Pour rappel, cette série de perquisitions a été menée par la police judiciaire fédérale de Liège sous la direction d'un magistrat instructeur spécialisé en matière financière (Division Liège), en collaboration avec les services d'inspection sociale compétents.

Les villes concernées étaient Stavelot, Jalhay, Stoumont, Chaudfontaine, Waimes, Herstal, Herve, Grâce-Hollogne, Nivelles, Wavre-Sainte-Catherine, Anvers, Kontich, Zaventem et Ypres. Le parquet fédéral a ajouté que des perquisitions ont aussi été menées en Roumanie et au Luxembourg.


Une société belge avec des filiales en Pologne, en Roumanie et apparemment en Slovaquie

Le groupe Jost a été fondé en 1958 à Bullange (province de Liège), selon le site internet de la société. Le siège social est installé au Grand-Duché de Luxembourg depuis 2004. L'historique du groupe mentionne par ailleurs la création de Gotrans en Pologne en 1997 et, 10 ans plus tard, de Skiptrans en Roumanie.

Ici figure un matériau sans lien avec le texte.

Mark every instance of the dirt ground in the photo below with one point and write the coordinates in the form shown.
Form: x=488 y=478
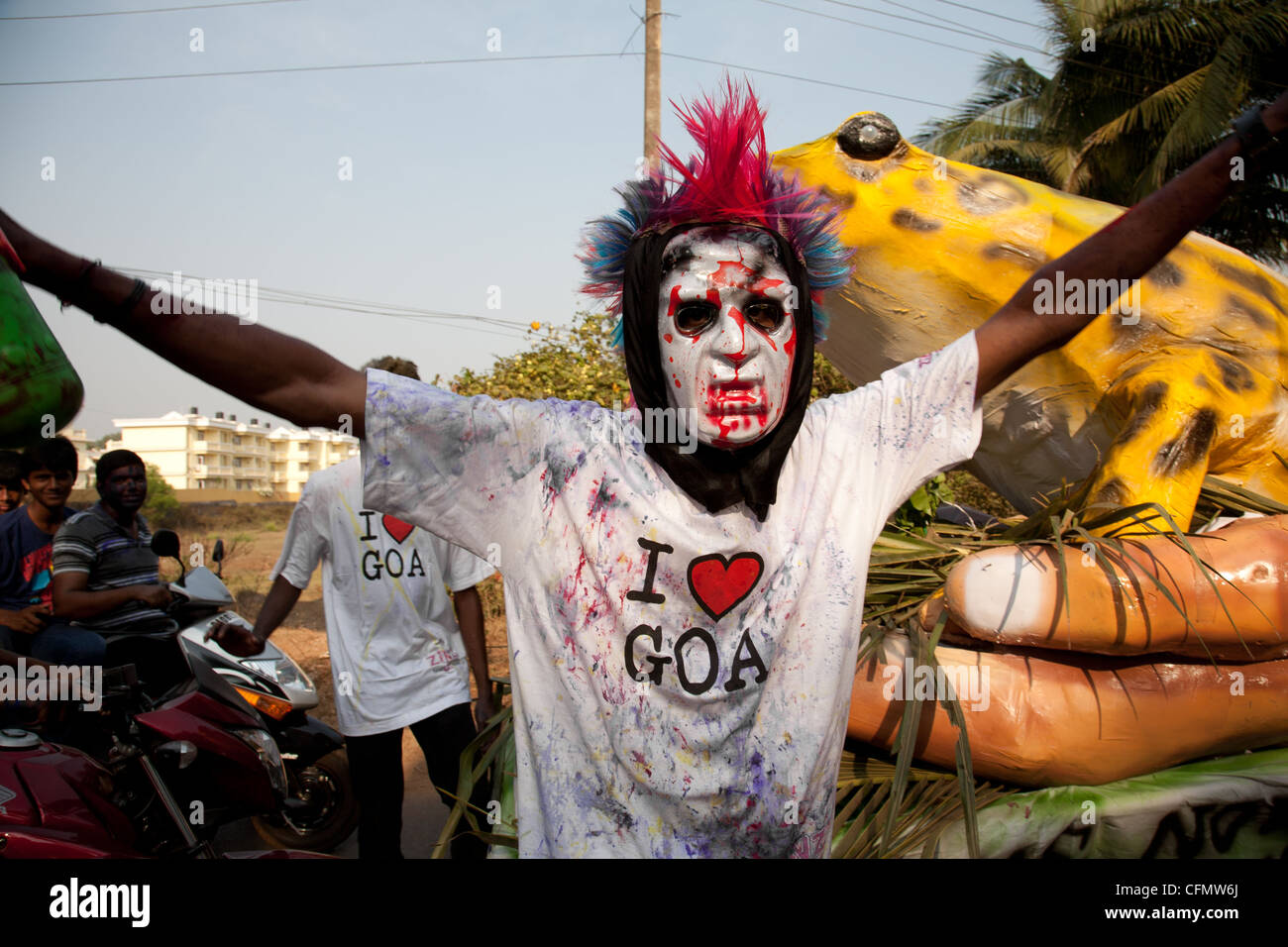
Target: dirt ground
x=252 y=553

Selon le président de l'UBT (le syndicat socialiste du transport), Frank Moreels, cité dans un communiqué, Jost possède également "une entreprise (boîte aux lettres) en Slovaquie, à savoir Trans-Union". "Nous avons communiqué aux autorités des informations sur les activités de dumping du groupe", a-t-il ajouté.

Plus tôt dans la journée, la CSC Transcom avait indiqué qu'elle avait dénoncé à plusieurs reprises "des conditions de logement indignes" dans le chef de la société.

Concernant la filiale slovaque visée par l'UBT, celle-ci est passée dans le giron de Jost en 2008 lors de l'acquisition du pôle Transport du groupe Weerts, selon le site internet du groupe.


"Une bonne nouvelle pour les chauffeurs belges"

Le syndicat socialiste salue les interventions effectuées par les autorités lundi. "Aujourd'hui, la justice est passée à une vitesse supérieure et lance des poursuites contre plusieurs firmes de transport coupables d'avoir fraudé. Nous applaudissons cette initiative. C'est une bonne nouvelle pour les chauffeurs belges, mais aussi pour les entreprises de transport 'loyales'."

L'UBT appelle les fédérations patronales du secteur à prendre leurs responsabilités face au dumping social et à faire le "grand nettoyage".